Some of my favorite rituals were on the chairlift. We would sing songs, play clapping games with our hands and "I Spy."  They would entertain us and eventually we were entertaining each other.  Once we were off the chair, our ritual turned to the trees.  Our dad would lead us through any tree-laden path possible.  Initially, their goal was one run and then that grew to five runs, until it wasn't considered a ski day unless we skied at least seven runs (remember this was back in slow chair days).  The reward after a day or hour on the slopes: hot chocolate brimming with marshmellows.  

My brother and I both took lessons throughout our youth.  Our instructors and coaches were key to our ongoing development, but our family always came together each week to connect on the mountain. Regardless of age and attitude (think pre-teen years), our ritual of skiing as a family brought us together. When we could not find words or agree at home, the mountain was our refuge and a zone of nuetrality. No questions were asked, but somehow answers surfaced in the fresh air and the rhythm of our skis on the snow.
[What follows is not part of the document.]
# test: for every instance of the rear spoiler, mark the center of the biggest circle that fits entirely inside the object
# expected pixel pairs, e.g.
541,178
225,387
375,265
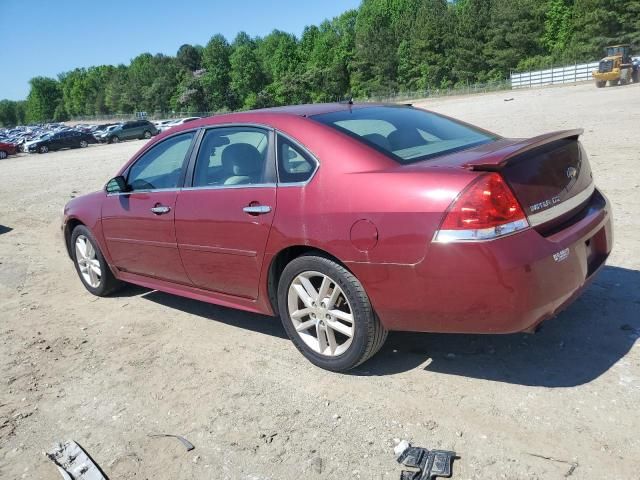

Fast forward to today and rituals are beginning with my children. I've noticed that many of the rituals I treasured serve as inspiration.  Here are a few ideas for your own family rituals:

  • Hot chocolate!  Or as my son Nils noted after a day of skiing "Mom, I need a kiddie cocktail!"  (Trust me, mom needed "mommy juice" that day).  Whether it's hot chocolate or a Shirley Temple (Nils' favorite), connecting after a day of skiing is a long time ritual of the sport and a great way to end the day.
  • Fires and hot tubs!  Get warm, get cozy, relax and play games!
  • Sing!  I often hear both of my children singing as they ski.  I catch myself jamming to music in my mind as I ski.  Share songs on the chair and sing as you shred the terrain.  Singing while skiing is so common that PCMR now hosts Singing on the Slopes!
  • Trees, trails, whoop-di-dos and treasures.  Growing up we created our own paths through the trees.  Today, ski areas have developed kid specific terrain.  For example, PCMR has Adventure Alley and they provide a treasure mapSnowmama Heather also details the incredible adventure that awaits at PCMR.
  • Connection.  Regardless of age or differences, the ski slopes often are the nuetral ground for families that have grown together on the slopes.  Snowpapa JD relates to this notion and describes the bond he has with his daughter when they hit the slopes together.  Sometimes all you need is fresh air, the granduer of the mountains and the flow of your skis/board beneath your feet to unwind and let go of stress.
  • Photos, videos, social media... oh my!  Snowmama Lisa shares her love of on-mountain photographers, such as Sharp Shooters.  Our family had our photo taken every Christmas Day throughout our childhood.  This is an amazing ritual and I love looking at the ski gear we wore with pride each passing year.  Go-Pro also provides a great way to capture moments and Snowmama April provides an essential 101 for this device.  One of our family rituals is hanging our old passes on the Christmas tree as ornaments.
  • Speaking of gear... one of the best rituals is picking out your gear for the season ahead.  Whether it's brand new, handed down or found, style is unique to each individual.  Let your children choose their style and allow them to embody the type of skier or boarder they hope to become!
Snowmama Jill with Family
  • Find your own flow and honor the difference of each of your friends and family members.  Some of my favorite memories and rituals were from sharing moments on the hill.  I learned more about myself, my friends, family, even strangers while skiing.  We live in an age filled with technology and opportunties to connect virtually anytime, anywhere.  However, it is essential (and often due to extreme cold and huge flakes) to put the phone away, turn of the camera and tune in to each other.  Like I've said before:  All I Really Need to Know I Learned From Skiing!
At the end of the day, you're skiing!  You're with your family!  Have fun, don't sweat the small stuff, shrug off the trials of cold hands, grumbling bellies and mid-mountain meltdowns.  You'll remember the good with nostalgia and share endless stories of the "bad" while laughing and connecting with those you love.